A Brief History of Containers: From 1970s chroot to Docker 2016
Docker had a big birthday in March, turning 3 and prompting reminiscences about how fast it’s grown before our eyes.
Although the birthday celebration has ended, the occasion had me start yet another trip down memory lane: the history of virtualized containers before Docker seized imaginations and opened the doors to larger container use. For this trip, step into my DeLorean time machine, and with the help of Wikipedia and other sources, let’s journey to 1979, when the concept of containers first emerged.
1979: Unix V7
Note to reader, yes, I was less than 10 years old at the time. During the development of Unix V7 in 1979, the chroot system call was introduced, changing the root directory of a process and its children to a new location in the filesystem. This advance was the beginning process isolation: segregating file access for each process. Chroot was added to BSD in 1982.
2000: FreeBSD Jails
Flash-forward nearly two decades later to 2000, when a
small shared-environment hosting provider came up with FreeBSD jails to achieve clear-cut separation between its services and those of its customers for security and ease of administration. FreeBSD Jails allows administrators to partition a FreeBSD computer system into several independent, smaller systems – called “jails” – with the ability to assign an IP address for each system and configuration.
2001: Linux VServer
Like FreeBSD Jails, Linux VServer is a jail mechanism that can partition resources (file systems, network addresses, memory) on a computer system. Introduced in 2001, this operating system virtualization that is implemented by patching the Linux kernel. Experimental patches are still available, but the last stable patch was released in 2006
2004: Oracle Solaris Containers
2004 Oracle released a Solaris Container that combines system resource controls and boundary separation provided by zones, which were able to leverage features like snapshots and cloning from ZFS.

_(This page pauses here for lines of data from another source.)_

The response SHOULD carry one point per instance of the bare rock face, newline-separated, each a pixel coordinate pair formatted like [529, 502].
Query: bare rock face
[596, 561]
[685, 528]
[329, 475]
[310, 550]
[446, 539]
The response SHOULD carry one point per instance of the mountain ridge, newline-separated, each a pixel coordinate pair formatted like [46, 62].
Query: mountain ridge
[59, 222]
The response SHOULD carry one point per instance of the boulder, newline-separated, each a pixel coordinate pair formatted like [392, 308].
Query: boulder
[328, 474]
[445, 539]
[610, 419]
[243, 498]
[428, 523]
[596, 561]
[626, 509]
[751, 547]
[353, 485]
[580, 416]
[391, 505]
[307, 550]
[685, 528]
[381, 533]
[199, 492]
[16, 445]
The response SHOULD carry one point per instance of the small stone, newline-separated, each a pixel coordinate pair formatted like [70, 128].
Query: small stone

2005: Open VZ (Open Virtuzzo)
This is an operating system-level virtualization technology for Linu
x which uses a patched Linux kernel for virtualization, isolation, resource management and checkpointing. The code was not released as part of the official Linux kernel.
2006: Process Containers
Process Containers (launched by Google in 2006) was designed for limiting, accounting and isolating resource usage (CPU, memory, disk I/O, network) of a collection of processes. It was renamed “Control Groups (cgroups)” a year later and eventually merged to Linux kernel 2.6.24.
LXC (LinuX Containers) was the first, most complete implementation of Linux container manager. It was implemented in 2008 using cgroups and Linux namespaces, and it works on a single Linux kernel without requiring any patches.
CloudFoundry started Warden in 2011, using LXC in the
early stages and later replacing it with its own implementation. Warden can isolate environments on any operating system, running as a daemon and providing an API for container management. It developed a client-server model to manage a collection of containers across multiple hosts, and Warden includes a service to manage cgroups, namespaces and the process life cycle.
Let Me Contain That For You (LMCTFY) kicked off in 2013 as an open-source version of Google's container stack, providing Linux application containers. Applications can be made “container aware,” creating and managing their own subcontainers. Active deployment in LMCTFY stopped in 2015 after Google started contributing core LMCTFY concepts to libcontainer, which is now part of the Open Container Foundation.
2013: Docker and the Future
That’s my (not so brief) summation of the pre-Docker container landscape. All those iterations had their adopters and devotees, but when Docker emerged in 2013, containers exploded in popularity. It’s no coincidence the growth of Docker and container use goes hand-in-hand.
Just as Warden did, Docker also used LXC in its initial stages and later replaced that container manager with its own library, libcontainer. But I’ve no doubt that Docker separated itself from the pack by offering an entire ecosystem for container management.
With Docker, developers can create and run application containers quickly. And with the release of Docker Hub, developers can download and run application containers even faster.
Within only 3 years, I, like countless others find it difficult to imagine a devops life without the Docker eco-system. I’m loving being a part of of its growth journey and find developing a security product integral to its ecosystem an eye opener on many levels.
Of course, Docker is not alone in this future of containers. In February, CoreOS launched rkt (that’s “rocket” if you want to spell it out) with the intent of becoming a credible alternative to Docker. As InfoWorld succinctly put it: rkt intends to do the same tasks as Docker but do them better when they can.